Elena è naturalmente affascinata da lui come lo è da qualsiasi cosa sia lontana dal posto in cui è cresciuta. Lui, poi, è particolarmente interessante per due ragioni. Per prima cosa è l'esempio che dal rione si può uscire, e che esso non costituisce necessariamente un'onta: se Donato Sarratore, che ha vissuto nello stesso posto in cui ha vissuto lei, è riuscito nel suo sogno da bambina, ossia pubblicare un libro, magari può anche lei. Soprattutto, però, Donato è padre di Nino, che è la sua copia in miniatura eppure si dice tanto diverso da lui. Elena si lascia affascinare dal fascino posticcio di Donato in un tentativo di avvicinarsi a suo figlio, più sfuggevole. Non si accorge degli sguardi viscidi che le lancia, del suo interesse morboso per le sue origini umili e per i suoi studi. Donato, che è un uomo vanitoso e insicuro, sa perfettamente su quale tipo di donna è in grado di esercitare attrazione: Elena, per i motivi elencati prima, è una preda facile. Senza contare il fatto che abbia quindici anni. Non solo, quindi, Donato ne guadagna gli sguardi di ammirazione, ma soprattutto la fiducia, e l'illusione di poter essere a proprio agio perché compresa e apprezzata.

Parallele

Come aveva capito Lila, però, e come dice Nino, Donato è un uomo vile, ipocrita e codardo, che fa leva sull'illusione di essere diverso ma, in fondo, è come gli altri. Violento in modo meno evidente, quasi inattaccabile, accoglie Elena trattandola costantemente con sottile condiscendenza, rifiutandosi di vedere oltre ciò che lui ha deciso lei sia. Sfruttando la sua posizione di uomo adulto e rispettabile, si avvicina sempre più a lei fino a prendersi la libertà di violentarla, annullandola così completamente. Elena, infatti, nasconde la cosa per decenni, prima di metterla per iscritto: "Seppi subito che il disgusto nei confronti di sarratore e il ribrezzo che io stessa mi facevo mi avrebbero impedito di aprire bocca", ci dice lei stessa, dando voce alle tante, troppe donne che nella realtà nascondono gli abusi subiti per lo stesso motivo ancora oggi, nel 2018. Oltre alla violenza fisica, ecco allora quella psicologica, che si traduce nel senso di colpa e nella vergogna instillata da Donato in Elena, così abituata alla violenza da non essere pienamente in grado di delineare i limiti di ciò che è lecito e ciò che non lo è.

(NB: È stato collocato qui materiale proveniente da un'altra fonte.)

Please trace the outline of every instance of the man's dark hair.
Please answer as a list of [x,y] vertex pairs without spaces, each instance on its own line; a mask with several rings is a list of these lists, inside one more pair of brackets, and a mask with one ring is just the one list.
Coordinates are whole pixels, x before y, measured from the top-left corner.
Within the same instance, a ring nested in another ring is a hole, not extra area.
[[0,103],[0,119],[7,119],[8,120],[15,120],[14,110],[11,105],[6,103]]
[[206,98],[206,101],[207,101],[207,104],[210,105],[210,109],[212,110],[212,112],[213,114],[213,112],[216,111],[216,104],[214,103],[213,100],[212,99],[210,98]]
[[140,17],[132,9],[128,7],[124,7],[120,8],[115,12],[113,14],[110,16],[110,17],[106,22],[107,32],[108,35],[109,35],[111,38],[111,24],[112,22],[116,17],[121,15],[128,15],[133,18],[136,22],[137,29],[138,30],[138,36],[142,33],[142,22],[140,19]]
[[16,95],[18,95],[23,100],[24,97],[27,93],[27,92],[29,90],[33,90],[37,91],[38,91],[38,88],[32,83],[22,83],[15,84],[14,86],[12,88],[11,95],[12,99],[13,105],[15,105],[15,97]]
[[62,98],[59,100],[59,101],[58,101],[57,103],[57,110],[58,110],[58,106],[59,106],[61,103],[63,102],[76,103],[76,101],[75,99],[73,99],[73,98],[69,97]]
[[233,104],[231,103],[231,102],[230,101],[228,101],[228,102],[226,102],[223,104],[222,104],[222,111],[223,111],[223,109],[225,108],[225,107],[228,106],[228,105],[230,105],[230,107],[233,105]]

"L'isola" è un episodio doloroso, che però tratta di un argomento delicato - ed estremamente attuale, nonostante l'ambientazione - con grazia e precisione. Il focus è saldo sulle esperienze di Elena e Lila, dell'impatto che la violenza ha su di loro, di come entrambe reagiscono e la contrastano. Non diventa mai voyeuristico, mai melodrammatico: mostra le due protagoniste in trappola, che vivono esperienze parallele in luoghi diversi, e dà loro lo spazio per resistere. Nel far questo, offre un ritratto limpido e non annacquato dei vari modi in cui la violenza, soprattutto quella di genere, si manifesta. Di come i Donato Sarratore e i Marcello Solara siano ovunque. Di come, però, non siamo sole.